Durante los años que laboré en el Centro León, comí muchas veces junto a Marcio Veloz Maggiolo. Al mediodía, después que los tabaqueros de La Aurora oían La Tremenda Corte en la radio, Juan Miguel Pérez, Pedro José Vega y yo solíamos sentarnos junto a ellos a comer. Muchas veces don Marcio nos acompañaba.
La comida era deliciosa, pero la sobremesa mucho mejor. En ellas fue que supe de la amistad de Marcio con Carpentier y Onelio Jorge Cardoso. Conocí una Cuba que no dejaba de sorprenderme y, sobre todo, fui descubriendo esencias de la cultura popular dominicana que aún desconocía.

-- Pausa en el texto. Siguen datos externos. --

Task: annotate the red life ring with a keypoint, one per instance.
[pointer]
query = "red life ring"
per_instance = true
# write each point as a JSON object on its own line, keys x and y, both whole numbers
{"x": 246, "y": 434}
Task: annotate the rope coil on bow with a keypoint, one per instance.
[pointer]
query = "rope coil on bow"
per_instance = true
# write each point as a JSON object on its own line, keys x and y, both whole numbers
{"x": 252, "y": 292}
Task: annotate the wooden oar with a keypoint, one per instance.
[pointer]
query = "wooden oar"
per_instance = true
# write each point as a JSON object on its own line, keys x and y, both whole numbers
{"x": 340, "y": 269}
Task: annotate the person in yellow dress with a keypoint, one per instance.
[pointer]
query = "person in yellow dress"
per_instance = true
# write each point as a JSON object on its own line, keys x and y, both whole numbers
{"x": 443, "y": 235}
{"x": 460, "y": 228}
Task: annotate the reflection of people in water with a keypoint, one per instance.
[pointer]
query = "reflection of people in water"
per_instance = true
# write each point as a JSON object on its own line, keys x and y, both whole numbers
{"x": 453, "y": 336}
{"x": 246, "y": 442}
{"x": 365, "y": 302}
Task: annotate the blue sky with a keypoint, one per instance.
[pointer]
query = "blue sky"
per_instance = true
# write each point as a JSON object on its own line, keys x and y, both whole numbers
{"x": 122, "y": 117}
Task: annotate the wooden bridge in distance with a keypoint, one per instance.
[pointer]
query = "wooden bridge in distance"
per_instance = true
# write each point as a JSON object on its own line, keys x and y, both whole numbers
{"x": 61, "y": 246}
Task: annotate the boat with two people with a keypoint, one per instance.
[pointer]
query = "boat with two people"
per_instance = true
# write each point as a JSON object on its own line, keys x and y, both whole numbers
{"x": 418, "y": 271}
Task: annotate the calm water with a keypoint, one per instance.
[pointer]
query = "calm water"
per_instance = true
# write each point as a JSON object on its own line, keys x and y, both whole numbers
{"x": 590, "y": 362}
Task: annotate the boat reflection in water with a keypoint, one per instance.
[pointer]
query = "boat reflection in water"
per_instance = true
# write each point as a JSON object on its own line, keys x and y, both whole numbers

Al principio me pareció un tipo pesado. Después descubrí que reservaba su bondad, su sencillez y su mordaz sentido del humor para los que lo merecían. Aunque sabía que era, probablemente, el más importante escritor dominicano vivo, se comportaba como cualquier mortal.
Eso le permitía compartir secretos invaluables como el de La Miniatura, el lugar donde venden el mejor queso de hoja de Bonao, o el de esas butifarras cibaeñas que ya solo se pueden encontrar en una intrincada calle de Santiago. “¡Ah, qué maravilla!”, decía con los dedos llenos de grasa.
Un día me llevó un texto que acababa de escribir para una exposición. “No tuve tiempo de revisarlo -me dijo-, hazle todos los cambios que creas”. En verdad era una página impoluta, solo adapté alguna que otra idea al propósito de la muestra. Lo llamé para decirle. “Imprímelo”, fue su respuesta.